Los pobres nunca nos hemos recostado en un diván. Nunca hemos podido mirar el tiempo y la vida, como el que observa el deambular de la gente desde la terraza de un café, desde un diván. La imposibilidad material de cambiar de punto de vista, la mirada sobre el mundo y el ángulo de ataque, ha favorecido nuestra lucha. Estamos hechos de decisiones y errores, discusiones y batallas. Salvo algunos interesados y muchos arribistas, estamos condenados a la lucidez del análisis, a la perspicacia del enemigo, a las patrañas y las escisiones. Hemos vivido en un mundo deformado por las noticias de la guerra fría y de la guerra caliente, hasta componer nuestra imagen del mundo con los jirones de la experiencia, con las miserias de la experiencia, con las maldades de la experiencia. Los divanes, desde Freud, son objetos, muebles, decoración de interiores, que no han existido en nuestros entornos de alacenas, jergones, mesas de madera e infiernillos. Se llamaban infiernillos por el calor y el color del fuego. Un pequeño infierno debajo de cada mesa. Primero eran de carbón, brasas. Más tarde, con el progreso, fueron eléctricos. ¿Has apagado el infiernillo? Las faldas de las mesas-camilla ardían con facilidad. Los divanes, pese a su larga tradición centroeuropea, calaron mal en los países mediterráneos. Bastante teníamos con afrontar y superar el catolicismo, la hipocresía, los curas con pistola y la Sección Femenina.
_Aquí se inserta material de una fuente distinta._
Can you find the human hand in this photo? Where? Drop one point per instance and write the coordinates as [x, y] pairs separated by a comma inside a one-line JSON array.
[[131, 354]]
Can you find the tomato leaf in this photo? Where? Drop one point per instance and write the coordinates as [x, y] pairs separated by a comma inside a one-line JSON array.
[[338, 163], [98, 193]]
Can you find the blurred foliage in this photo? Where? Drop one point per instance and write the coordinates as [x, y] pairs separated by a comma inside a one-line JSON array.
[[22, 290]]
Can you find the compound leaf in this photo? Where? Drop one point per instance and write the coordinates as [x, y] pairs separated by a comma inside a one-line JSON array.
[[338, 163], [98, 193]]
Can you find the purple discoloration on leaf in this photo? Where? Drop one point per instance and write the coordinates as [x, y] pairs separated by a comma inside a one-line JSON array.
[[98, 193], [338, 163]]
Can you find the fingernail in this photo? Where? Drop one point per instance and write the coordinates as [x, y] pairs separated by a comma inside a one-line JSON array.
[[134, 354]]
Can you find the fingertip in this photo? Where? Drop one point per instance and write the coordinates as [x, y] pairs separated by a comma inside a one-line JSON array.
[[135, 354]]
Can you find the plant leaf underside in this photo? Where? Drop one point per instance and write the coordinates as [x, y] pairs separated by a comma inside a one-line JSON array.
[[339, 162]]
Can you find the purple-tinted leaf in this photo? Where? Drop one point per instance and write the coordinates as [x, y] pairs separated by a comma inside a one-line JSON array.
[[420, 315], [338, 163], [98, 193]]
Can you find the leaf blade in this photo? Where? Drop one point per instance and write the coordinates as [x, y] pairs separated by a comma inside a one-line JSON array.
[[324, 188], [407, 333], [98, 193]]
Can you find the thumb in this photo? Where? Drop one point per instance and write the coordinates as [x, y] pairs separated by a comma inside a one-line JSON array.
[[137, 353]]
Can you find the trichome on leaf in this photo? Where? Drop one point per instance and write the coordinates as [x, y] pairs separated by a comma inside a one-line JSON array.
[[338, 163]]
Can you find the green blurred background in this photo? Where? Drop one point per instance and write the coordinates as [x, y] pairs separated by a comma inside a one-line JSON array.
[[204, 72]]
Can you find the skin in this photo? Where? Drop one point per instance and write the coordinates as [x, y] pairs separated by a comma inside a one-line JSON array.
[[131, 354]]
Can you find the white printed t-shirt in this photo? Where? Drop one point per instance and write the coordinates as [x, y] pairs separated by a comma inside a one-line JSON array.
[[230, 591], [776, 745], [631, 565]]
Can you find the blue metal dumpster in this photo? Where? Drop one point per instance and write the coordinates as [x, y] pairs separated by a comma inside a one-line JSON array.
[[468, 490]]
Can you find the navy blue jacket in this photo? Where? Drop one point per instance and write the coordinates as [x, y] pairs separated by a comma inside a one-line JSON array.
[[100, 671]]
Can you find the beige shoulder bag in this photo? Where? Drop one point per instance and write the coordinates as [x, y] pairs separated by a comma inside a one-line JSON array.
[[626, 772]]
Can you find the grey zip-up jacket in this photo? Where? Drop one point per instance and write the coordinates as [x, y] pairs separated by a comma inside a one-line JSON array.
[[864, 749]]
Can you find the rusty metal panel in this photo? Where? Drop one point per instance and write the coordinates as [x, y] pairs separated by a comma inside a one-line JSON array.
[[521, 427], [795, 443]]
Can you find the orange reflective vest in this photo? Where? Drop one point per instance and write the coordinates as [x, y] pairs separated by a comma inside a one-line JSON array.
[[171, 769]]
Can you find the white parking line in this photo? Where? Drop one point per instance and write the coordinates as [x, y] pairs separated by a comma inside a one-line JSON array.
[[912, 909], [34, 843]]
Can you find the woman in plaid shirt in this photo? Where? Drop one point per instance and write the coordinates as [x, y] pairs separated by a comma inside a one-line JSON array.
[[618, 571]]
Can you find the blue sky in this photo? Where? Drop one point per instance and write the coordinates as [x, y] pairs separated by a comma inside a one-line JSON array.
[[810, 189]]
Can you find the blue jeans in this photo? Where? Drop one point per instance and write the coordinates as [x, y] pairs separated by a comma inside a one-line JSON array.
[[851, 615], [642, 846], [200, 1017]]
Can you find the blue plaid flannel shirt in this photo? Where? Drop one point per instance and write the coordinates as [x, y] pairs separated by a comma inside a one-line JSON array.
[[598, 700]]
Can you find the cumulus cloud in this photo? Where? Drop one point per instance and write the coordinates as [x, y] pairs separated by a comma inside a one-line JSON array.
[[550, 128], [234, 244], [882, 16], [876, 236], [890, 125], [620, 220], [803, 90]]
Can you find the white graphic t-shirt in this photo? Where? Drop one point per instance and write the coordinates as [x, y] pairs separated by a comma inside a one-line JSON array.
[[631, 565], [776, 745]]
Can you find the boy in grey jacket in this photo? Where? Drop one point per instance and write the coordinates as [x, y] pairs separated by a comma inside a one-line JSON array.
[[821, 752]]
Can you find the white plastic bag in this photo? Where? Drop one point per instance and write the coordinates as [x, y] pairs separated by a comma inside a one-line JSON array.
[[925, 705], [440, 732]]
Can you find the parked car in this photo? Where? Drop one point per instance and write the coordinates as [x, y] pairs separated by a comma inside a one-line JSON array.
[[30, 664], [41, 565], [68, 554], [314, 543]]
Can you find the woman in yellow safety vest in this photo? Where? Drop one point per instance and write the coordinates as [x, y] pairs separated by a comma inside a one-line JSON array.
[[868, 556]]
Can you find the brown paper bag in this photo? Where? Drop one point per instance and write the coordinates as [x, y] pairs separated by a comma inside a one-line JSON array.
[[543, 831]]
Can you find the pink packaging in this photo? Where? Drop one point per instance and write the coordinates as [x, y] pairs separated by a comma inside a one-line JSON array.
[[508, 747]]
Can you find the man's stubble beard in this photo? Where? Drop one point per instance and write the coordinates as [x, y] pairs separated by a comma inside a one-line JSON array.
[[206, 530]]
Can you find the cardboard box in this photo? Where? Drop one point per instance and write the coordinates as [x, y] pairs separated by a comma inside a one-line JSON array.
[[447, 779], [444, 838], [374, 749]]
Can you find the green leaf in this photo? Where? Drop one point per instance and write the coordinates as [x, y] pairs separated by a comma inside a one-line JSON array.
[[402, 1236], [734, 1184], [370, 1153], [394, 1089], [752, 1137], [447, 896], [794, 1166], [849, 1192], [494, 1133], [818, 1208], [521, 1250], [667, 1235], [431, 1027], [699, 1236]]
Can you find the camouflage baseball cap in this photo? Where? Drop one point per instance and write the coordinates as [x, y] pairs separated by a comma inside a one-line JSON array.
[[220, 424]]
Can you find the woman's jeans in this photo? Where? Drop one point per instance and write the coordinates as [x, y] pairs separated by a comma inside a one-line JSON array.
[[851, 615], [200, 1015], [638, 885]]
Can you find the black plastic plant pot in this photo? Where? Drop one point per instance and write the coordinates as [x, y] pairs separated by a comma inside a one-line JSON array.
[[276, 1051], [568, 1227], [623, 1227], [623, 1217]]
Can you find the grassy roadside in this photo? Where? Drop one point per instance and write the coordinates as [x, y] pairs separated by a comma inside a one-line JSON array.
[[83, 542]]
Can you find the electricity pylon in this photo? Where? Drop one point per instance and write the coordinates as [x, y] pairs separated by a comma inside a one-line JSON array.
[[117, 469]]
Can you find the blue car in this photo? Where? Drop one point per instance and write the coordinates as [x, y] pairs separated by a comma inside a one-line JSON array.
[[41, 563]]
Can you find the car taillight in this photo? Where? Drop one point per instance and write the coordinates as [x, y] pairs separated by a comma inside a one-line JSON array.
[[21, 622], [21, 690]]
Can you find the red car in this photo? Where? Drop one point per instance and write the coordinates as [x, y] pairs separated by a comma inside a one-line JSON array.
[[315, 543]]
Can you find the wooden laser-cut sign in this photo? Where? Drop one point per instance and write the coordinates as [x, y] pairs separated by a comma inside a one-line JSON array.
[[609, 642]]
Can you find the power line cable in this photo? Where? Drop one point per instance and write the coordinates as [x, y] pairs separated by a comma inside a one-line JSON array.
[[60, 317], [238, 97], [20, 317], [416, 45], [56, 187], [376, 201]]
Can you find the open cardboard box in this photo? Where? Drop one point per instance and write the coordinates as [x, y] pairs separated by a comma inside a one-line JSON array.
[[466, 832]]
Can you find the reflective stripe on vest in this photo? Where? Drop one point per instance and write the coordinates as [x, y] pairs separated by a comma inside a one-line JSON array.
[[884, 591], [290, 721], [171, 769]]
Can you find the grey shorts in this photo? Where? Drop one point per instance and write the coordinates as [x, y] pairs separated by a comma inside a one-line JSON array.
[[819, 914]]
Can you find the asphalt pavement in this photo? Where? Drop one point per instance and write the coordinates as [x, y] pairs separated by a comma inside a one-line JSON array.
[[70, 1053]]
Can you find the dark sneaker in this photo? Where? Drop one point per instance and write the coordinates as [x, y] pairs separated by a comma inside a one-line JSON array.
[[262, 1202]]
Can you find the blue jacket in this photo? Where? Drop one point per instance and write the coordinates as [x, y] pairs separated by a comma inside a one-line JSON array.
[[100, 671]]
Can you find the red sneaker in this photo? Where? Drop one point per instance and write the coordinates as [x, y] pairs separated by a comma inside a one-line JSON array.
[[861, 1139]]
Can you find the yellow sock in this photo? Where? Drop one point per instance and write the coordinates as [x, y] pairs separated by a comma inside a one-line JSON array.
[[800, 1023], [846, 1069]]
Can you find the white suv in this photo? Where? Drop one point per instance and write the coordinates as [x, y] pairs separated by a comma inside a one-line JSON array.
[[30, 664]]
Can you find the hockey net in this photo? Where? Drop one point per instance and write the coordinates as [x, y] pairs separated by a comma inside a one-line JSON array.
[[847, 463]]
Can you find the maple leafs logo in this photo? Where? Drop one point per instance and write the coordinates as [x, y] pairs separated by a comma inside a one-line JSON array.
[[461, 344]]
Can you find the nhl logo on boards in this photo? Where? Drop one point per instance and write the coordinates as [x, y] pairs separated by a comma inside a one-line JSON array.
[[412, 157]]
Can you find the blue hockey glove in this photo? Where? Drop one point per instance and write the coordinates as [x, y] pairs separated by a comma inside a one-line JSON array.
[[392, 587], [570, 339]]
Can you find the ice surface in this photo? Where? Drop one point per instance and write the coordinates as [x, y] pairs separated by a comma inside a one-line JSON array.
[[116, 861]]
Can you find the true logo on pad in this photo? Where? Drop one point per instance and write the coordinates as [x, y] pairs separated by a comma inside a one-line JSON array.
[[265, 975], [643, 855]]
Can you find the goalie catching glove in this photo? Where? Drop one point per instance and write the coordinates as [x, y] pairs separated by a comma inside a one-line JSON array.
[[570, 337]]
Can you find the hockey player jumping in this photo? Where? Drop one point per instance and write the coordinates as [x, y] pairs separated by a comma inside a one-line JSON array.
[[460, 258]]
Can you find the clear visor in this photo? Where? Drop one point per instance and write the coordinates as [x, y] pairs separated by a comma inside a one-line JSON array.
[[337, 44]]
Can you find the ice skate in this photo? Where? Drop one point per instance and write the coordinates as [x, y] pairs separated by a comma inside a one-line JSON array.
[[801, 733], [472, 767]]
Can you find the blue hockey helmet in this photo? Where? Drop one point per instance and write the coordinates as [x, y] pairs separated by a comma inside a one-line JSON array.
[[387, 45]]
Arriba España.

Esta visto que, con la edad, la memoria va por donde quiere. Los recuerdos, impulsados por el viento de las palabras, por su frágil resonancia, componen un especial y significativo campo semántico. Diván e infiernillo, así, en diminutivo, como quitándole enjundia a la expresión, son términos que no deberían ir juntos. Nada parece unir estas dos palabras y mucho menos en un nota que se titula -no sin cierta pretensión- “La izquierda en el diván”. Diván e infiernillo conforman una triste pareja de baile de salón. Una de esas parejas, a media luz, detenidas en un escorzo imposible, a las que la edad ha estropeado el maquillaje y la belleza. Los años finales de la vida pasan, parece ser, con demasiada rapidez. No lo sé. Quizá no sea malo. La vejez, reitero, es el paraíso cruel de las dudas, el miedo y la incertidumbre. La izquierda también envejece. Las palabras se asocian entre sí buscando acomodo en un presente lleno de anuncios publicitarios y trampas retóricas. Si no fuera injusto diría que la izquierda se sentó una tarde en un diván de terciopelo rojo y le gustó la textura, la suavidad, la caricia. En realidad sería una injusticia histórica. Por eso es mejor no pensarlo.